Contrite Puyallup School District officials told parents at a school board meeting Monday night that the district has stepped away from its experiment with hand scanners in school lunchrooms.
The scanners work by shining near-infrared light to illuminate the unique vein patterns in an individual’s palm. The touch-free technology, which has been used in schools in other parts of the country, employs numeric encryption to link to students’ pre-paid lunch money accounts in a separate database.
But after the scanners were placed in Wildwood Elementary and Stahl Junior High -- with plans to expand them districtwide -- complaints from parents began rolling in. Some objected to what they viewed as an invasion of student privacy. Others were creeped out by the concept that schools would be collecting biometric data from children -- even though school officials said the devices did not store a child’s “biometric footprint.”
Still other parents said they were angry that they learned about the scanners not from the district, but from news media reports.
“We failed at communication significantly on this,” said board president Chris Ihrig. “We got an ‘F’ on this one.”
“We apologize,” said Superintendent Tim Yeomans.
The school district has returned all the palm scanners to the company that sold them and obtained a full refund, district officials said. In addition, Yeomans said, any data collected during the experiment has been eliminated.
“There is no data at this point,” he said.
The district plans to regroup, look at other options and report back to the school board in the spring. One mom who addressed the board Monday suggested that the district include parents in that process.
“Get parents involved and see what their ideas are,” said Christina Allen.
Added dad Tim Snyder: “There has got to be other ways than scanning my kid to figure out who he is.”

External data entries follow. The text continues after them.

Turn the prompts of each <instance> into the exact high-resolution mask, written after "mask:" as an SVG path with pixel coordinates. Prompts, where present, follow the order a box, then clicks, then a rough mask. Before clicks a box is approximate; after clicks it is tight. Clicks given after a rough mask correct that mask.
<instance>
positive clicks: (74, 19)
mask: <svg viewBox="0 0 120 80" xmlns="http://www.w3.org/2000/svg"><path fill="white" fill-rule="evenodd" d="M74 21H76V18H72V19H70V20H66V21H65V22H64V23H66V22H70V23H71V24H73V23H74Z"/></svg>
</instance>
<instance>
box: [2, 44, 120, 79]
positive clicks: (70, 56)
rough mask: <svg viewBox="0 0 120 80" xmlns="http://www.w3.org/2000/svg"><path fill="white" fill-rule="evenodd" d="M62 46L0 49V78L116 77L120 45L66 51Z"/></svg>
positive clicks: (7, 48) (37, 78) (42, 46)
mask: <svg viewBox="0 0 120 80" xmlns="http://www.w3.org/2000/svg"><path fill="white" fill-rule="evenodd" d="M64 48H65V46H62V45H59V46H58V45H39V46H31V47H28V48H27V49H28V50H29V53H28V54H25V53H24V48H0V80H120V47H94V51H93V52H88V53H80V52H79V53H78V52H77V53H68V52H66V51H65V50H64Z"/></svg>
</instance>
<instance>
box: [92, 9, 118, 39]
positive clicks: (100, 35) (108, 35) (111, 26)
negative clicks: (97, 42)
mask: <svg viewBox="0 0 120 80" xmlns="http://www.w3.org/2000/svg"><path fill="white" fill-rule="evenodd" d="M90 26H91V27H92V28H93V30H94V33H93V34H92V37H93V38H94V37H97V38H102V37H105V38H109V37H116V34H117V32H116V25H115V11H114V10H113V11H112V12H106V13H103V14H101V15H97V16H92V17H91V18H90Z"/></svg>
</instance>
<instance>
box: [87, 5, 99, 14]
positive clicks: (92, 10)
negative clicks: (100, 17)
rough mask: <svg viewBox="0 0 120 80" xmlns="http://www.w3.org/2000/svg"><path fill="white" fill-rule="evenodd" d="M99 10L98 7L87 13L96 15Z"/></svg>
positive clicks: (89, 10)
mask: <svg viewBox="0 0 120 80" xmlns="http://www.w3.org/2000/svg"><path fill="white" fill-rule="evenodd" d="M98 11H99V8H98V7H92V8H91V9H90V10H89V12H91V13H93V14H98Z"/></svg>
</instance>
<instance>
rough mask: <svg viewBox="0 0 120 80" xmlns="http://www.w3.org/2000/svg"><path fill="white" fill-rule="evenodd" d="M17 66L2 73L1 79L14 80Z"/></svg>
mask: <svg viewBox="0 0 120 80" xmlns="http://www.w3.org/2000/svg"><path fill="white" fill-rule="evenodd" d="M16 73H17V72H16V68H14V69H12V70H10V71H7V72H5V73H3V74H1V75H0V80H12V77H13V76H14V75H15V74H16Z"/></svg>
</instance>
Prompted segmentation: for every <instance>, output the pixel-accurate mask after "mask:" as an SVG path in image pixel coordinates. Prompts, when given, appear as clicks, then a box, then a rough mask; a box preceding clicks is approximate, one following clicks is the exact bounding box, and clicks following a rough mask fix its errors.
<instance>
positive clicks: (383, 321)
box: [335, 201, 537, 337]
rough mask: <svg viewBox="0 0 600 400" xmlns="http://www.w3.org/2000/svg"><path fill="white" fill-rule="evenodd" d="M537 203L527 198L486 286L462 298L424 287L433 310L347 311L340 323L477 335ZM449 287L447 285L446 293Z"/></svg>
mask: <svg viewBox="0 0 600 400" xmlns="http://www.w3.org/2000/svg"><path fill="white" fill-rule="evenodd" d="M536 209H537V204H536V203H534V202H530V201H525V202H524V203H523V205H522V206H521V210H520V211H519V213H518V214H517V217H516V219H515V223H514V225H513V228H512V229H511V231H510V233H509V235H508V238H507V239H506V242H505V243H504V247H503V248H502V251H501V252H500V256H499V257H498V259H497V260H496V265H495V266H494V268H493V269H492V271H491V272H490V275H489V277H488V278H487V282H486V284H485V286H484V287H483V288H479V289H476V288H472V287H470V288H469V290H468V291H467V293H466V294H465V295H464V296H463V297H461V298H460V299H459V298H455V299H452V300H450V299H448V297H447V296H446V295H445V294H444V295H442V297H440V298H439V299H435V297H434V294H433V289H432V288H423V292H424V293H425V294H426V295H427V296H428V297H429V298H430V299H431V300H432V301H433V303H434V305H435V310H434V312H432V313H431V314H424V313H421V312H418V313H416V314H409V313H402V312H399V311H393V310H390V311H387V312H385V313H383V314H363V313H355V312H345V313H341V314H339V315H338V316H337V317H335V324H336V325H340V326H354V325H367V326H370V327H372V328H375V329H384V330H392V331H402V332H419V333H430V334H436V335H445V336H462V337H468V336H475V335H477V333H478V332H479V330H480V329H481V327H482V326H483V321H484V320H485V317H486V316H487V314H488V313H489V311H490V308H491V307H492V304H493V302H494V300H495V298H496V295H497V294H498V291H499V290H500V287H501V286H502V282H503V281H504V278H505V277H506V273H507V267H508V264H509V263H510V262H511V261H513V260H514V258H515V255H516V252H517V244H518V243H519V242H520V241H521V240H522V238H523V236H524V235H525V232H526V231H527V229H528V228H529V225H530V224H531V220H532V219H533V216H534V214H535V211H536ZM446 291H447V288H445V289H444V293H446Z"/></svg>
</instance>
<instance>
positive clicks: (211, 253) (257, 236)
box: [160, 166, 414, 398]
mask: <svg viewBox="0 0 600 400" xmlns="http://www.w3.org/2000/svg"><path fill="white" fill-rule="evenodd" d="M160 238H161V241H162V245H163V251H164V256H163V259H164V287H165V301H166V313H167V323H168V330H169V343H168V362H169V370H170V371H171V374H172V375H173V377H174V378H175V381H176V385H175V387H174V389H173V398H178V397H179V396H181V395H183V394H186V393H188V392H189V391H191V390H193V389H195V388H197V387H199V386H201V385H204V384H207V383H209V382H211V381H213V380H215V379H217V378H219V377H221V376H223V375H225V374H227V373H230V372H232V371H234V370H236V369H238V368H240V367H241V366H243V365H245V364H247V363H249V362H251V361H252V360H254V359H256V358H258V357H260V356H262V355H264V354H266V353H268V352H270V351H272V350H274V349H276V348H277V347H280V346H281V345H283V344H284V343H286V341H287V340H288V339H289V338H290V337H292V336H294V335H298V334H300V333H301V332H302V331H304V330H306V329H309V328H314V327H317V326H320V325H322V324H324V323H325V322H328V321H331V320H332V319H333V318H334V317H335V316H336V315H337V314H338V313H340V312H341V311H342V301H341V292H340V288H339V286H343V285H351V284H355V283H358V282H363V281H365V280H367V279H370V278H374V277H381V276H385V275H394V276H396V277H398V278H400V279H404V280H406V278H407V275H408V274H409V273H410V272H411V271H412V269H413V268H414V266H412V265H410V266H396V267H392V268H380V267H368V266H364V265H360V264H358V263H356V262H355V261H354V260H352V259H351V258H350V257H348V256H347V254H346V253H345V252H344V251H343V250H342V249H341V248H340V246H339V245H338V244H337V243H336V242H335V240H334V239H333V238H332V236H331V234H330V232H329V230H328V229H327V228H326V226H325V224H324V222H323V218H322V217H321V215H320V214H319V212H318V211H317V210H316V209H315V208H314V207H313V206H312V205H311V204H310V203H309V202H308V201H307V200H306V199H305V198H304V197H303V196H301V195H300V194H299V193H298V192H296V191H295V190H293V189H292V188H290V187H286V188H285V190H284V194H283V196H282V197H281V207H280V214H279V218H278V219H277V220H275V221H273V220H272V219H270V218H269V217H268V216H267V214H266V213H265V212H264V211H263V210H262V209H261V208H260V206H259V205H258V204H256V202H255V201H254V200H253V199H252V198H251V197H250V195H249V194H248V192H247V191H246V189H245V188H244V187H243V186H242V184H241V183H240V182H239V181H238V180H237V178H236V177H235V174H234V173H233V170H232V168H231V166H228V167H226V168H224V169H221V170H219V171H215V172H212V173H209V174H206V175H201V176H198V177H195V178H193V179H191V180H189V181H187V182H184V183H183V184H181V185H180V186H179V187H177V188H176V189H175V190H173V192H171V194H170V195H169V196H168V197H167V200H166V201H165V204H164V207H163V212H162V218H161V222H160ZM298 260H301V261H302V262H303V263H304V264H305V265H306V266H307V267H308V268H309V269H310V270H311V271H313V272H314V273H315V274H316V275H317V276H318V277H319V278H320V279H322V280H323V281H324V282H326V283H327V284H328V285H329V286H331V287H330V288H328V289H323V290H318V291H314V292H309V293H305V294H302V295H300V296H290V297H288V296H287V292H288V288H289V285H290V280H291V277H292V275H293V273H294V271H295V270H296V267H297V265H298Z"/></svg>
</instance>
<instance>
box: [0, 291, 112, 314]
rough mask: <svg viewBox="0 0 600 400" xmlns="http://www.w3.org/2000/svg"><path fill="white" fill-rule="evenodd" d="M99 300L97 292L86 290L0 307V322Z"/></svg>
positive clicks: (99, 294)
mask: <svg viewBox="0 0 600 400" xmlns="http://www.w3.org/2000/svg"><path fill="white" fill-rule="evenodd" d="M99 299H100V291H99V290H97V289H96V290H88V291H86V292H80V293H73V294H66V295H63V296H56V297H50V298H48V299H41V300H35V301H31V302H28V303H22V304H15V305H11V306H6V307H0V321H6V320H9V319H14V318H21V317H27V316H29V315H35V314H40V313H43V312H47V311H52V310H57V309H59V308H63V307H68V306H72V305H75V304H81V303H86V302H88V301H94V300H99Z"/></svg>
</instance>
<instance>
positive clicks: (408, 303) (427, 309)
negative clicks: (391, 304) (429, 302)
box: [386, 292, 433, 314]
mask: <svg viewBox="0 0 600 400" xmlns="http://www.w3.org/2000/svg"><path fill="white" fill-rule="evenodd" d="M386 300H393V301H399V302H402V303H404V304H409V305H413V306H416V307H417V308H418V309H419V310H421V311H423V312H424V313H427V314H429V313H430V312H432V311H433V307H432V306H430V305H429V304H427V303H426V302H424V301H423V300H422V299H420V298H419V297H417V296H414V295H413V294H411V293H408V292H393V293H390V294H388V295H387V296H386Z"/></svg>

His wife, Jeanna, pointed out that hackers had managed to bypass the new iPhone’s fingerprint security system shortly after it came out on the market.
“It’s concerning,” she said of the district’s abandoned scanner system. “If we put that information out there -- it’s data. It’s somewhere.”

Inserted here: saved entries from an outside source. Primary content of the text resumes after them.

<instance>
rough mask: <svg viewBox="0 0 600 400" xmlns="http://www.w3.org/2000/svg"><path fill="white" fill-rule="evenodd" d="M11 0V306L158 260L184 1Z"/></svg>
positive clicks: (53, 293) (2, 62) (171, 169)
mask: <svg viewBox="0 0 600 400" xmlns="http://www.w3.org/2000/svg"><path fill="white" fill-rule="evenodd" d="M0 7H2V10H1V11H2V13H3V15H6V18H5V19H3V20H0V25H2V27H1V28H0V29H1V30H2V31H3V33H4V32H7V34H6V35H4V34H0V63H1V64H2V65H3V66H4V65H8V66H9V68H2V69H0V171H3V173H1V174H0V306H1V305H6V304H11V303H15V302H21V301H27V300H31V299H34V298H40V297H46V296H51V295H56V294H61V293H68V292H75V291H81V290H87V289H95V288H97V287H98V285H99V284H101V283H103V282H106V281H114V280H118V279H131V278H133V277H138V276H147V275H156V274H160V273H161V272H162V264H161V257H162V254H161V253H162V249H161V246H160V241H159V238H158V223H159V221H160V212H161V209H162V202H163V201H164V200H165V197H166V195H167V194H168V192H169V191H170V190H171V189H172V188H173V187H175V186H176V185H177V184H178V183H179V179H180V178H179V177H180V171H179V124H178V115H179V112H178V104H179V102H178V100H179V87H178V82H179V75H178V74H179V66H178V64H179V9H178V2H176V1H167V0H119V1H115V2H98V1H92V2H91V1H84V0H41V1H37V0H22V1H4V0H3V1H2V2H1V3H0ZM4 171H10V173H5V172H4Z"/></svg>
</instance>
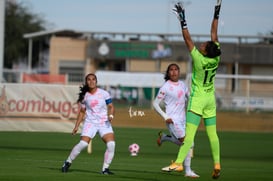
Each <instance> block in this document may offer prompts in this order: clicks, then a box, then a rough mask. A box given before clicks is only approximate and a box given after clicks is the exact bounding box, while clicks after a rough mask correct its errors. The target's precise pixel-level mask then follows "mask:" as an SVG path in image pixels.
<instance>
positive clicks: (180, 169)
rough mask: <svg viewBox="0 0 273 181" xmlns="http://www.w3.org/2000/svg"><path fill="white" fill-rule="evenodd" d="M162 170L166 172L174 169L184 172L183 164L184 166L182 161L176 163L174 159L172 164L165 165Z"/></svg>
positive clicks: (173, 169)
mask: <svg viewBox="0 0 273 181" xmlns="http://www.w3.org/2000/svg"><path fill="white" fill-rule="evenodd" d="M161 170H162V171H164V172H172V171H175V172H182V171H183V166H182V163H175V162H173V161H172V164H171V165H169V166H167V167H163V168H162V169H161Z"/></svg>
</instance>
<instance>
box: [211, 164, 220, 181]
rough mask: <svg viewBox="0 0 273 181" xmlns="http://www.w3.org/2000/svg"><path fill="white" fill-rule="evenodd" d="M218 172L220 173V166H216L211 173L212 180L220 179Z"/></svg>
mask: <svg viewBox="0 0 273 181" xmlns="http://www.w3.org/2000/svg"><path fill="white" fill-rule="evenodd" d="M220 171H221V168H220V164H216V165H215V167H214V169H213V172H212V178H213V179H218V178H219V177H220Z"/></svg>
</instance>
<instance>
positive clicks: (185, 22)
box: [173, 2, 187, 29]
mask: <svg viewBox="0 0 273 181" xmlns="http://www.w3.org/2000/svg"><path fill="white" fill-rule="evenodd" d="M173 12H174V13H175V15H176V16H177V18H178V20H179V21H180V24H181V28H182V29H186V28H187V22H186V20H185V9H184V7H183V6H182V4H181V3H179V2H178V3H176V4H175V6H174V8H173Z"/></svg>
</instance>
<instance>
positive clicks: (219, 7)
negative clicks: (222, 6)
mask: <svg viewBox="0 0 273 181" xmlns="http://www.w3.org/2000/svg"><path fill="white" fill-rule="evenodd" d="M221 3H222V0H217V3H216V5H215V7H214V16H213V20H212V23H211V30H210V35H211V41H213V42H218V19H219V14H220V9H221Z"/></svg>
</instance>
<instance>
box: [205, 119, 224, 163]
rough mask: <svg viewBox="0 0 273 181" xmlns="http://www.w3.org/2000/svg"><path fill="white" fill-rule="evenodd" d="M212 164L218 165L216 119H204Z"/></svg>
mask: <svg viewBox="0 0 273 181" xmlns="http://www.w3.org/2000/svg"><path fill="white" fill-rule="evenodd" d="M204 121H205V125H206V131H207V134H208V138H209V142H210V147H211V151H212V157H213V161H214V164H220V143H219V138H218V135H217V131H216V117H213V118H209V119H205V120H204Z"/></svg>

Allen also said parents should be able to opt in to whatever new payment system the district decides to use, rather than asking those who dislike it to opt out.
“Everybody should have a choice,” she said, adding that parents should also be asked to sign a permission form.
Jonny Holmes told the board that in addition to privacy concerns, the palm scanners could have psychological ramifications: “I would prefer that my son be addressed by his name, not as a number and not a palm print.”
The district originally turned to the palm scanners because it needed to replace a 12-year-old computer-based payment system that relied on outdated software. Officials hoped the palm scanners would be easy for students to use and less subject to human error. They also hoped the system would speed up breakfast and lunch lines, allowing more time for students to eat and enjoy their meal breaks. The district’s meal program records an estimated 2 million transactions annually.
District communications director Brian Fox said that the scanners were only in place at Wildwood for a week. But he said at Stahl, where they operated for a month, the scanners saved between five and seven minutes during each 30-minute serving time.
Fox said that parents at Stahl and Wildwood had received e-mails and letters about the new scanner system. But he said some parents at those schools didn’t have complete information, while parents at other schools had no information. He said that whenever the district picks a new system, it will also develop a more effective communication plan for parents.
Board member Pat Donovan said he understands the need to eliminate lunch line bottlenecks. But he said would not support any future system that relies on biometric data. He said he assumes district staff will be able to come up with a better idea for increasing efficiency.